パスカルに倣って、初めて見る装置に足を乗せれば、瞬きする間に景色が変わっていた。
一瞬で遺跡の中へ移動したらしい。
不思議な装置だ。
「僕たちは全然動かなかったのに、どうやって別の場所に移動したんだい?」
「別に大した事はしてないよ。チャカチャカポンってやっただけ」
アスベルも言ったが、パスカルのその説明ではまったく理解できなかった。
多分、理解しようとするのが間違っているのかもしれない。
「ね、ね、凄いでしょ! 地面の下にこーんな広い所があるんだよ。驚きだよね!」
改めて辺りを見渡せば、広さだけではなく今まで目にしたことのない雰囲気にフィーネは、子どものような好奇心を抱く。

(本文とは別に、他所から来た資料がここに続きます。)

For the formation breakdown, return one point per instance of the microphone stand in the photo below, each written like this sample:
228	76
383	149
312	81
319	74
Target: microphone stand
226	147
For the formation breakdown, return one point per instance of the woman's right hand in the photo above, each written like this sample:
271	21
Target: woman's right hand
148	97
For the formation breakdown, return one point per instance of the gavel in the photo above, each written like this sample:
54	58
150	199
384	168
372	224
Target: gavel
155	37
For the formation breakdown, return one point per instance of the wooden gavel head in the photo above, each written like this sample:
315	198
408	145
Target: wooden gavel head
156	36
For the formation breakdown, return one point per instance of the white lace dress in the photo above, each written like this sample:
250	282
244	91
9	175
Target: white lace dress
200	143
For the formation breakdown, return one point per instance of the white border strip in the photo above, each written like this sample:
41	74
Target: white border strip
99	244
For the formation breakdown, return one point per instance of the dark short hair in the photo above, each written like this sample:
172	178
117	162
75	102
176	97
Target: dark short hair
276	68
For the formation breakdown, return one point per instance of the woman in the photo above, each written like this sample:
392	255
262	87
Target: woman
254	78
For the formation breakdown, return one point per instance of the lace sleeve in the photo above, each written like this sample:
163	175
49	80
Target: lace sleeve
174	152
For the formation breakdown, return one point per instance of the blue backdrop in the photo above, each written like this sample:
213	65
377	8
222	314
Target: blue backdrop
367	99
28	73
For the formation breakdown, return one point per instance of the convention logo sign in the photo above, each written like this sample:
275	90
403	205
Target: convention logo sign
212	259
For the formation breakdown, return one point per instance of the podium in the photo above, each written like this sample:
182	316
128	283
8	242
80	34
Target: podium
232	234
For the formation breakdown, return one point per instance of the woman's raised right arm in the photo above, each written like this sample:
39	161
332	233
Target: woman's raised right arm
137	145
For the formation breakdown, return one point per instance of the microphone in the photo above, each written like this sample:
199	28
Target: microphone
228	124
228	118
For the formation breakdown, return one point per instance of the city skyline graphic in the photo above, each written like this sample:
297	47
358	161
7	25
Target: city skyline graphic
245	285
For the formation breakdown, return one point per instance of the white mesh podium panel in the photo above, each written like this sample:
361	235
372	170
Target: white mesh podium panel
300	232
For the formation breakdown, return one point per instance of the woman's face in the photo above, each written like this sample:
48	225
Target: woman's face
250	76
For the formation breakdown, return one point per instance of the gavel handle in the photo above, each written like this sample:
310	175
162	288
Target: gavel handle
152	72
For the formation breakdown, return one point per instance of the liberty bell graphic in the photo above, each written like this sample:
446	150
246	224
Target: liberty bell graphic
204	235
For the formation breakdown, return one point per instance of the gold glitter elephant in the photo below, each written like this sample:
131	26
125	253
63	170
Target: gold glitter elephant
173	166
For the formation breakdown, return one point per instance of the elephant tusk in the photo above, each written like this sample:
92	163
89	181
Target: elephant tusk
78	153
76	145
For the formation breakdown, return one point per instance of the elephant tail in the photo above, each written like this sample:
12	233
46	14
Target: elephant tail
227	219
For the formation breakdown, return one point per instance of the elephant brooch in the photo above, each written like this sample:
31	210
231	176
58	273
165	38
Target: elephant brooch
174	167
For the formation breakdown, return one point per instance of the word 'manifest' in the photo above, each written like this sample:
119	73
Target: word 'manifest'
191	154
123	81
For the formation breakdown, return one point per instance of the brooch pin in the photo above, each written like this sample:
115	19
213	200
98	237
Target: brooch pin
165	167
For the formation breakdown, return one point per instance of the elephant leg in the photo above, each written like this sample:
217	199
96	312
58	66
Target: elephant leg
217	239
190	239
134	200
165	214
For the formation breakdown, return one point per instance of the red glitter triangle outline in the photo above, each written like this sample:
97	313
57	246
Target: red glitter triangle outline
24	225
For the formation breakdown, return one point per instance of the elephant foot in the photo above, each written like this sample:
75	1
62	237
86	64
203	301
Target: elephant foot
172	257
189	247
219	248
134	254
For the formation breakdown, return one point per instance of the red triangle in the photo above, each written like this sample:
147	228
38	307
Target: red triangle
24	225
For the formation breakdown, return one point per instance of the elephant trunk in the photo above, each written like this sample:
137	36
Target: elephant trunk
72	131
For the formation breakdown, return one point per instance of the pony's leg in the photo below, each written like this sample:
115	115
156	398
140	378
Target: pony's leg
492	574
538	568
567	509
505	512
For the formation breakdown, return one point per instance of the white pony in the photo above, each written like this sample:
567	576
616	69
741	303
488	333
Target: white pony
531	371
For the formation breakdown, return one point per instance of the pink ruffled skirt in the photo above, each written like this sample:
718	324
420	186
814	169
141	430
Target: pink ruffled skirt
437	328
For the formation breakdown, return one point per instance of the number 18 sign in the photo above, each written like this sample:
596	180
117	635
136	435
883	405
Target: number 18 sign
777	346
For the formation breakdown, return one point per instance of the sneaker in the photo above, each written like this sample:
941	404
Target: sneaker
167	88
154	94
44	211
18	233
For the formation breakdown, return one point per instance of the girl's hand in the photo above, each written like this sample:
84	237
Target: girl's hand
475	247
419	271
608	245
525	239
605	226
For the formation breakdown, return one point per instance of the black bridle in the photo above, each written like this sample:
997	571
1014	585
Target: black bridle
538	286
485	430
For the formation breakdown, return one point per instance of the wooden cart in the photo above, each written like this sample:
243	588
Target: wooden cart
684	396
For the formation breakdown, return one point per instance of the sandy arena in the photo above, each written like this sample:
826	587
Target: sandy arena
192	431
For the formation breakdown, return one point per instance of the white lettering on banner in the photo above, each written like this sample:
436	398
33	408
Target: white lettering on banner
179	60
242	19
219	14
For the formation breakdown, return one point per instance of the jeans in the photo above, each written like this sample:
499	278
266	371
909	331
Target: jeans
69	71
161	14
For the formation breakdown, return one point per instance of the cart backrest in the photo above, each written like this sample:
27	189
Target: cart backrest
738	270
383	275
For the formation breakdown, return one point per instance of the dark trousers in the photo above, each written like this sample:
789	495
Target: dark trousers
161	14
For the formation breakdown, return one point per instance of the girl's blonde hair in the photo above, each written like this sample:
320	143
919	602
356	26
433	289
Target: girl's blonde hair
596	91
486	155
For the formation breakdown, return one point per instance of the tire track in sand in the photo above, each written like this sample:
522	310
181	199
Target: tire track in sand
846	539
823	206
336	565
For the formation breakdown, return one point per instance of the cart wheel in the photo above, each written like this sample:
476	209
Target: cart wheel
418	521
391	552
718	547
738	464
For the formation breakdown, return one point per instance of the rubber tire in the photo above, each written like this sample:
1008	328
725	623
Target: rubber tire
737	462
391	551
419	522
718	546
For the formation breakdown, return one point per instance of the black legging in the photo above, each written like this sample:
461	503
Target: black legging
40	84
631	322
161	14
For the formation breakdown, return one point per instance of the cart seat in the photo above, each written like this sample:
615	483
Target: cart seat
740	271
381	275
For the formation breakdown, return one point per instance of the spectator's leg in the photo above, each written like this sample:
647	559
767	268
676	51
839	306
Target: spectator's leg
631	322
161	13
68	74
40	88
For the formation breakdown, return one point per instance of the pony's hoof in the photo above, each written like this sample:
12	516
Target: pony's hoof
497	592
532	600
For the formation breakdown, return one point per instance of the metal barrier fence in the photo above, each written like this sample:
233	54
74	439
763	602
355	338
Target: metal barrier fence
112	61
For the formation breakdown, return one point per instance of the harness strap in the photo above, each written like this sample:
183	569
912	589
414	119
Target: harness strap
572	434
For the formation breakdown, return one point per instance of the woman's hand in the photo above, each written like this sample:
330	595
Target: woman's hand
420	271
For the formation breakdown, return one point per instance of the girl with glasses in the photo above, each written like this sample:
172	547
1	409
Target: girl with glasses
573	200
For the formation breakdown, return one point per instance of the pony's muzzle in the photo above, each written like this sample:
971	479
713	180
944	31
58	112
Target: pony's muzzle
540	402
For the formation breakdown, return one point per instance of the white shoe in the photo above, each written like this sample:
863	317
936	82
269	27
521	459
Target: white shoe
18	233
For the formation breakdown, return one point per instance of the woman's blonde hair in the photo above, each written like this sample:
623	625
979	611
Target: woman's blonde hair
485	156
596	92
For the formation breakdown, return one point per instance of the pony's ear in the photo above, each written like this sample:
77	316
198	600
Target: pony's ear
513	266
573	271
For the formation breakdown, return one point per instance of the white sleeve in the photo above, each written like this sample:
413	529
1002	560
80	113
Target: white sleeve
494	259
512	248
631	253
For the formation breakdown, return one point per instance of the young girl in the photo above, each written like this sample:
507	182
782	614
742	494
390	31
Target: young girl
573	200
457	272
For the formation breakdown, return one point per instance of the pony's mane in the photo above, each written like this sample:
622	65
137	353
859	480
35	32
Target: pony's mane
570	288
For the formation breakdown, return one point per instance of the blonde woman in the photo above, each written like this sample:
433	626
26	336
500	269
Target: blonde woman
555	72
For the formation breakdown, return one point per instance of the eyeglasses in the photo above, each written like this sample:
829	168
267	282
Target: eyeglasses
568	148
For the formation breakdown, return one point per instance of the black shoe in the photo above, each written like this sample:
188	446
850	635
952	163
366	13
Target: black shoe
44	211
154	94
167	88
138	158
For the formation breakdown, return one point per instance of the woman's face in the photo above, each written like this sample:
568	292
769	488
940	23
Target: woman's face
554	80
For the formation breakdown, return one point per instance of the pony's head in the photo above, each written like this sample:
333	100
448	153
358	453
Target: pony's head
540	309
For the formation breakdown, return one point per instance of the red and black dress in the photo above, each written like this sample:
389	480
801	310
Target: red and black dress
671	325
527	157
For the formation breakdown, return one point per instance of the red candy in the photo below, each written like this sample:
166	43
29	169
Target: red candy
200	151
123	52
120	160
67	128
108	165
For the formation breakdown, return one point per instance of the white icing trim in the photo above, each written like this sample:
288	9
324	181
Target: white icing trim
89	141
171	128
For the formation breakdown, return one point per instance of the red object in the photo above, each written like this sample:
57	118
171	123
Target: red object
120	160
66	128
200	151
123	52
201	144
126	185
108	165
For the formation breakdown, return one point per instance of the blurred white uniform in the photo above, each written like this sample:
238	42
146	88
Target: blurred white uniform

親に内緒で家の近所を探検していた幼い頃に抱いた、ドキドキワクワクに似ていた。
心惹かれる空間だった。
遺跡と言われた時に思い浮かべていたイメージとは随分違うけれど。
違うからこそ惹かれたのだろうか。
この遺跡を作ったのは大昔の『アンマルチア族』らしい。
聞き慣れない言葉だった。
アスベルもそうだったようで、疑問符をつけてその言葉を繰り返す。
『アンマルチア族』というのは、世界各地に残っている遺跡を作った種族のことらしい。
知らなかったとフィーネは呟く。
勉強不足かとも思ったが、知らなかったのは彼女だけではなかったのだから今はさらりと流すことにした。
「もしかしてパスカルさんは考古学者なのかな?」
「ん〜、ま〜そんなとこかもね」
『そんなとこ』という言葉を聞く限り、どうやら考古学者ではないらしい。
彼女の肩書きが何であろうと今は関係ない。
お礼に触らせてとソフィに近づくパスカルと、彼女から逃げようとアスベルを盾にするソフィ。
微笑ましい図だ。
「仲間に入りたいと思ってる?」
「まさか。微笑ましいなと眺めていただけですよ?」
そう答えれば、リチャードは肩を竦めた。
「ほら、もういいでしょ」
「そうだな。先へ行くぞ」
五人は遺跡内部を更に奥へと進んだ。
遺跡自体も見慣れたものではないせいか、移動手段も想像の遥か先をいく。
これらの仕掛けは一体どうなっているのだろう。
パスカルに質問してみたい気もしたが、よくわからない擬音で答えられそうだったため諦めた。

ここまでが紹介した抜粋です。